Journal Article · · Journal of Hepatology
 [1];  [2];  [3];  [4];  [5];  [6];  [7];  [7];  [8];  [9];  [8];  [4];  [10]
  1. Loyola Univ. Medical Center, Maywood, IL (United States). The Program for Experimental and Theoretical Modeling; Los Alamos National Lab. (LANL), Los Alamos, NM (United States). Theoretical Biology and Biophysics Group
  2. Loyola Univ. Medical Center, Maywood, IL (United States).

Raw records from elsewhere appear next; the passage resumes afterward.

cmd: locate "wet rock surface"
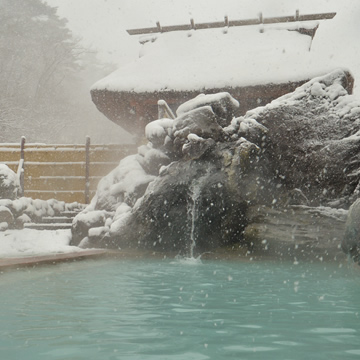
[73,70,360,261]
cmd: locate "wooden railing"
[0,138,136,203]
[126,10,336,35]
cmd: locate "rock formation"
[73,69,360,259]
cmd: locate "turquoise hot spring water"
[0,259,360,360]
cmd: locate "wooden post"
[158,100,175,119]
[85,136,90,204]
[17,136,26,196]
[156,21,162,32]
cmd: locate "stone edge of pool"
[0,249,109,270]
[0,248,348,271]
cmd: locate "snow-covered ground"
[0,229,82,258]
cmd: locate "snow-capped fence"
[126,10,336,35]
[0,138,136,203]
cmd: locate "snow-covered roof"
[92,22,334,92]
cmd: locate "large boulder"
[73,69,360,260]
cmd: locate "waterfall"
[187,170,210,258]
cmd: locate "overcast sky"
[46,0,342,64]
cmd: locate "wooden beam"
[126,10,336,35]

The Program for Experimental and Theoretical Modeling; Univ. of Edinburgh, Scotland (United Kingdom). Center for Immunity
  3. Heidelberg Univ. (Germany). Cetner for Modeling and Simulation in the Biosciences
  4. Loyola Univ. Medical Center, Maywood, IL (United States). The Program for Experimental and Theoretical Modeling
  5. Univ. of Sao Paulo Hospital das Cinicas (Brazil)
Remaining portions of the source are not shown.